The German Catholic news agency KNA reports the church's martyr records put the year of her death at 177 A.D. It is not certain where she lived. A Greek account put it in Syria, while a Latin one said it was Marseilles, France, and Sicily. What is proven is that she began to be honored starting in the sixth century in northern and central Italy. All the rest is the stuff of legend -- propagated above all by monks in the Alpine region.
"This has nothing to do with the real history of Corona, but instead with stories aimed at deepening the faith," said Manfred Becker-Huberti, a German theologian known in the Rhineland as an expert on folklore and customs.
The St. Corona legends are bloody. One account is that, as a 16-year-old, she was forced to watch her husband, St. Victor, being murdered because of his faith. She died in a gruesome manner: Her persecutors tied her between two palm trees that had been bent to the ground. Her body was then torn apart when the trees were set loose to snap back into standing position.
She is above all revered in Germany's southern state of Bavaria and in Austria, KNA reports. A chapel is dedicated to her in Sauerlach, near Munich. In the Bavarian Diocese of Passau, two churches recall her name, while in the province of Lower Austria and outside of Vienna there are two towns named "Sankt Corona." In the cathedral of Munster in northwestern Germany, there is a St. Corona statue, currently decorated with flowers placed at its base. Some relics of the martyr were taken to the Prague cathedral in the 14th century.
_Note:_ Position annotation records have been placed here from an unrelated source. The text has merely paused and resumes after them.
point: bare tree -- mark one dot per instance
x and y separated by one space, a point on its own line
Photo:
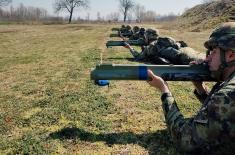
125 6
139 12
114 16
5 2
70 5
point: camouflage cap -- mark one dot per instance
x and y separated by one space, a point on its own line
223 36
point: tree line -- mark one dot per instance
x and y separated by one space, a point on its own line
127 8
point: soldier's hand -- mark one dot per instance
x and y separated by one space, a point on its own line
158 82
127 45
198 62
200 87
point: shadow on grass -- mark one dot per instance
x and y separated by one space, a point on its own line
121 58
155 143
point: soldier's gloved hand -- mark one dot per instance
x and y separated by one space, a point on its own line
158 82
199 85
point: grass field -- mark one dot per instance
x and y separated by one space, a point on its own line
48 105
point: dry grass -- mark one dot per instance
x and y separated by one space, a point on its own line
48 105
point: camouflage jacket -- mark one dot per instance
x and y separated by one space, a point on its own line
214 124
168 49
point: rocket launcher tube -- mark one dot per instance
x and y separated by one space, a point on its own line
139 42
115 29
139 72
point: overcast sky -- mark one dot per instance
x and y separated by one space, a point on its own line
105 7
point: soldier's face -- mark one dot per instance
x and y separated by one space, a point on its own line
213 59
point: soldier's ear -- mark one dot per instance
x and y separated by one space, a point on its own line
230 55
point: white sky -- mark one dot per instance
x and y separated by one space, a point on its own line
105 7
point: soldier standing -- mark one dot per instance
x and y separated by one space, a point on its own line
213 128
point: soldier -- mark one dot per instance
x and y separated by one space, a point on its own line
213 128
164 50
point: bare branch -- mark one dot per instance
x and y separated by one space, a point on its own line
69 6
5 2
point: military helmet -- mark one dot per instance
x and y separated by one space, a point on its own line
223 36
128 27
136 28
142 29
152 34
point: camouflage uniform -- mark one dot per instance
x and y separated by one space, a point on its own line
167 50
213 128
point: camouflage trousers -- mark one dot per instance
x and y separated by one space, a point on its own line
183 56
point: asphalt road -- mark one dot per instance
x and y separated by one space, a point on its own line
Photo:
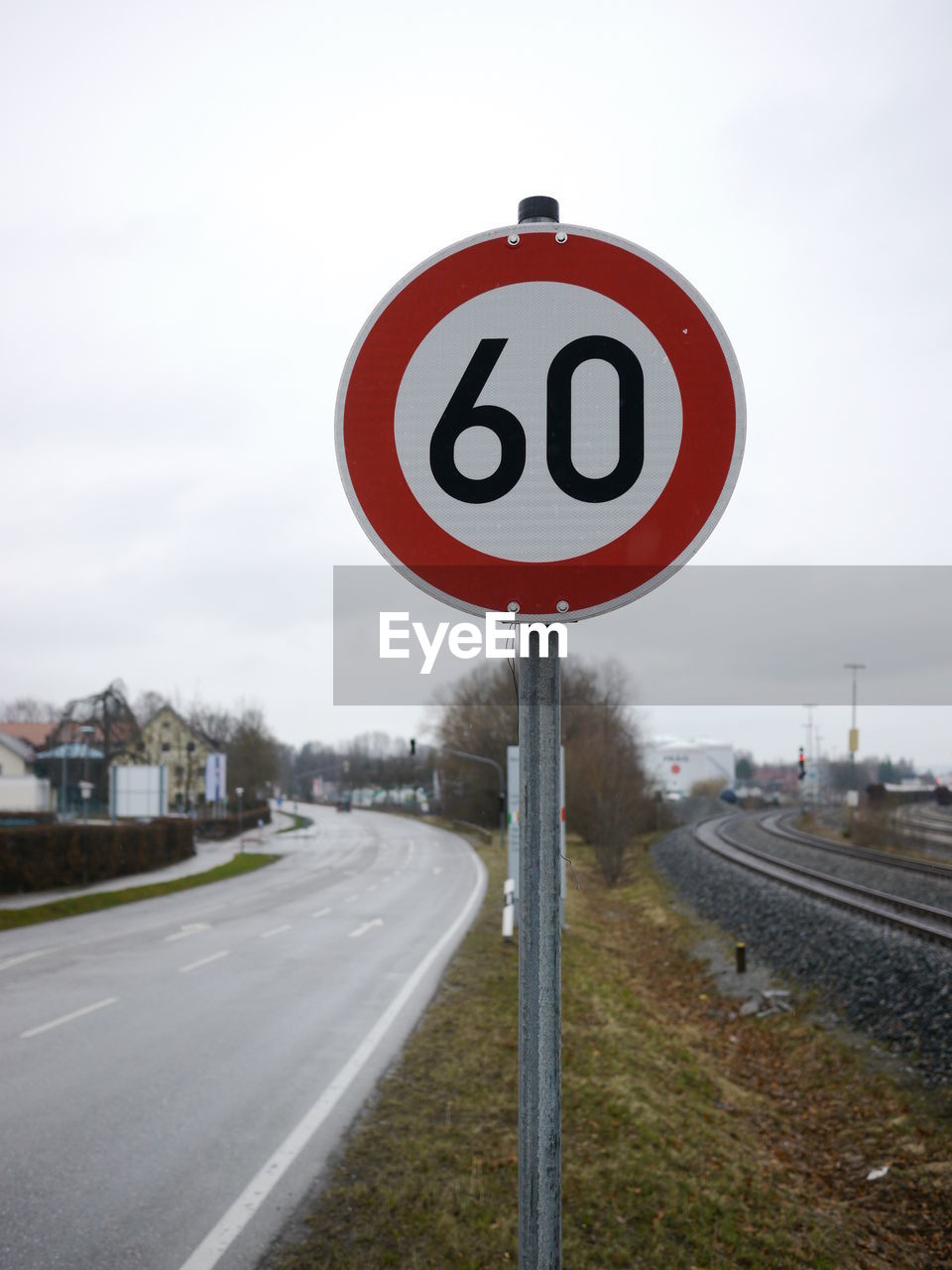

As early as the 10th century, under Holy Roman Emperor Otto III, St. Corona relics were taken to Aachen. In 1910, during excavation work at the cathedral there, archaeologists came across the relics, which were removed from a crypt and placed in a shrine. This three-foot-tall, 220-pound relic has, until recently, been kept in storage in the Aachen cathedral treasure vault. With the coronavirus pandemic, experts have taken it out to dust it off and conserve it.
St. Corona is not the namesake for the virus. The Latin word "corona" means "crown," an indication that the young saint had achieved the "crown of eternal life" because of the steadfastness of her faith. The connection with the coronaviruses, named because of their crown-like structure, is just a coincidence.
Over the centuries, St. Corona was often prayed to by people seeking her help in times of trouble, be it heavy storms or livestock diseases.
People believed she had a positive influence regarding money matters, with "coronae" (crowns) being the name given to coins. As a result, treasure-hunters often invoked her name. In view of how COVID-19 has triggered an economic crisis, with many people fearful about money matters looming ahead, it might not be at all far-fetched for them to call on the saint for support.
In the Catholic Church's calendar of saints, her holiday is May 14. KNA reports some experts say it just might be by then that the light at the end of the pandemic tunnel will be in sight.